When her husband, Kellet, died in the late 1990s, Mrs. Traynor, now 83, put her energy into mailing packages of 12 plaques (symbolizing the 12 Apostles) all over the country.

She recruited her five adult children to select random Christian churches they found on the internet, write form letters and print stickers to send with plaques.

After expanding to churches in nine European countries and the British Isles, Mrs. Traynor has finished all but two U.S. states and wants to start sending plaques to South American countries. Her message has reached all seven continents: A group of Aborigine schoolchildren sent a thank-you, as did the Vatican and the White House. She heard from Pope Benedict XVI and the Obama family, too.

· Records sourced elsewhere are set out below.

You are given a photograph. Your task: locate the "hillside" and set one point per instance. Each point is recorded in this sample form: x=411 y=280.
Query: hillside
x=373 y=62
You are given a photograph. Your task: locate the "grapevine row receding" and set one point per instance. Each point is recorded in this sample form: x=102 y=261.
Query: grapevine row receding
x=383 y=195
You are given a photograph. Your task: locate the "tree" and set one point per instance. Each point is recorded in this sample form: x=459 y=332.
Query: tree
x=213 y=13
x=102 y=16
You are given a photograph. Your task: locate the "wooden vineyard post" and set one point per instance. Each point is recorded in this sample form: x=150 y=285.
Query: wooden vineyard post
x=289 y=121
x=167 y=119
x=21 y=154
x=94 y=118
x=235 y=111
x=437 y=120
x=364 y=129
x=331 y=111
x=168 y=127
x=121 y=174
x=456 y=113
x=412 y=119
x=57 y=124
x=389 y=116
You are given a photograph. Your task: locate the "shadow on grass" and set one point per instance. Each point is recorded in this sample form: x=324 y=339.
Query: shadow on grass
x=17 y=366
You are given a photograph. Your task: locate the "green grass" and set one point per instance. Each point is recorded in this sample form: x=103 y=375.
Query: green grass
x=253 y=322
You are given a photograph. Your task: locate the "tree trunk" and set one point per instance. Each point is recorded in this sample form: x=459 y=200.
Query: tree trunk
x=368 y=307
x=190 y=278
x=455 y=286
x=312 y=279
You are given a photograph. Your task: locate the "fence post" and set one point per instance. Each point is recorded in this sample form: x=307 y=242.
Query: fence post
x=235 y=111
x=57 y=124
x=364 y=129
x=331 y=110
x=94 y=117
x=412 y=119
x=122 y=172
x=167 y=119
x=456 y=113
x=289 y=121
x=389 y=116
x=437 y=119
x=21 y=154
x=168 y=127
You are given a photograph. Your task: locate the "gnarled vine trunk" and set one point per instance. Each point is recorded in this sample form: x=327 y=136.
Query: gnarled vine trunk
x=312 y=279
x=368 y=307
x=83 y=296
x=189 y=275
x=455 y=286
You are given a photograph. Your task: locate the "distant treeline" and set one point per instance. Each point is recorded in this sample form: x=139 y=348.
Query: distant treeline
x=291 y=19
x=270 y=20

"It made me very proud when I got the letter back from Michelle [Obama]," Mrs. Traynor said. "It makes my heart pound when I get a thank-you note."

It takes her four hours to stitch a plaque; she spends about $100 a year on supplies and less than $5 per item on shipping. Her favorite postal clerk has been given a plaque, too.

Mrs. Traynor refuses to accept payment for her work. "I don't sell Jesus," she said. "I'm doing it for God. When I see a smile on a child's face, or even a priest's, it lights me up inside."

She said she never asks if the recipient is Christian - but she's never received a negative comment or had a plaque returned.

"I want to spread the name of Jesus to everyone. That's why God put us here," she said, recalling a mantra she learned in the second grade in Erie County: "To know Him, to love Him, to serve Him in this world and to be happy with Him forever in the next."

That advice has been evident in her faith life as an adult. "I don't think I ever recall a time where she's had that faith shaken," said Mrs. Traynor's daughter, Pamela.

Since being widowed, Mrs. Traynor's daughters said she's sensed her husband's presence in her life. On their first wedding anniversary after his death, for instance, one of her children saw a lone bagpiper walking through a park. Their 50th anniversary celebration had featured bagpipers.

"I feel he always is saying to me, 'Betty, when are you coming to see me?'" Mrs. Traynor said. "I just feel it."

The seamstress has nine grandchildren and two great-grandchildren.[[In-content Ad]]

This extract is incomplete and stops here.